Wright State has ended a special $5,000 monthly stipend for Robert J. Sweeney, vice president for planning, to do debate preparations, and given the contractually-required 60-day notice to two consultants hired for debate work, Bauguess said.

Sweeney’s stipend was was to be paid in monthly installments under a one-year contract signed last October. Instead, the payments stopped at the end of July.

Steven Warden and John McCance were brought in on one-year contracts in January, with Warden contracted to be paid $80,000 for the year, plus a car allowance, to serve as corporate and community giving officer. McCance was hired for $108,000 annually to act as liaison with the debate commission. Both of their contracts now end Sept. 21 and Bauguess said they will not be assigned to do new work through then.

University President David Hopkins announced on July 19 that Wright State would withdraw as host because of rising costs and the inability to raise enough money to avoid using university resources to cover costs.
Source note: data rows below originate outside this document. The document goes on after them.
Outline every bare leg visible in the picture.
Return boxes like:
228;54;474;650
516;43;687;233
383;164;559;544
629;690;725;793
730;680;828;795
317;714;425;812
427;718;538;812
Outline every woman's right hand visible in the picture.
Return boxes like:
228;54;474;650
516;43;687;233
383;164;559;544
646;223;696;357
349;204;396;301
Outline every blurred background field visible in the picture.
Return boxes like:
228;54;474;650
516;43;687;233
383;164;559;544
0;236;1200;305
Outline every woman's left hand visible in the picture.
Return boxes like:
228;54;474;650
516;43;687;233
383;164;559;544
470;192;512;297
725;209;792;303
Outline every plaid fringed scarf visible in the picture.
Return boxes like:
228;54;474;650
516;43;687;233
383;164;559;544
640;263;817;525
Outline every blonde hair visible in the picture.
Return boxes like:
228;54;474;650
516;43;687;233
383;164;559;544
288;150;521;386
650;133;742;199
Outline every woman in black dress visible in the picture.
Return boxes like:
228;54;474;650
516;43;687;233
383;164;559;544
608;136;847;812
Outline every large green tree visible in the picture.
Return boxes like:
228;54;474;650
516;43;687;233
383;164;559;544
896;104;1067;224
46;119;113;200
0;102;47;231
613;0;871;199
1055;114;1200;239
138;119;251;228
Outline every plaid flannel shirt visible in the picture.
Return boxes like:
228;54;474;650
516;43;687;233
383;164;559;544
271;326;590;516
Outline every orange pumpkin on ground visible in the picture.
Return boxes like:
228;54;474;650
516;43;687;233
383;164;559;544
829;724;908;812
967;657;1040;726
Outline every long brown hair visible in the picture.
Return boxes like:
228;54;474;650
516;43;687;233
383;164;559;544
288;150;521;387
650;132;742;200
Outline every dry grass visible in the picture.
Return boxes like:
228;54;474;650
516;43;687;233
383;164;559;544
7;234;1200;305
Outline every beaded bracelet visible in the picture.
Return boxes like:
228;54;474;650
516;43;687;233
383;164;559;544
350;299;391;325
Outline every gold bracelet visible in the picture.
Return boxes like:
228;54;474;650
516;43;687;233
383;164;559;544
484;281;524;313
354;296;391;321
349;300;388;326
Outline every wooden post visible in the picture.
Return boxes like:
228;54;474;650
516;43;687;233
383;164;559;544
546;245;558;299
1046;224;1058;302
Debate cost estimates ranged from $5 million to $8 million, but he said concerns about protecting campus areas outside the debate perimeter around the Nutter Center could drive costs as high as $11 million.

That figure is far higher than what debates have cost other universities that have hosted debates and also much more than the four that will host this year's expect to pay, according to an investigation by this newspaper.

Hofstra University in New York replaces Wright State as the debate host. A group of 15 Wright State students will attend the Hofstra debate.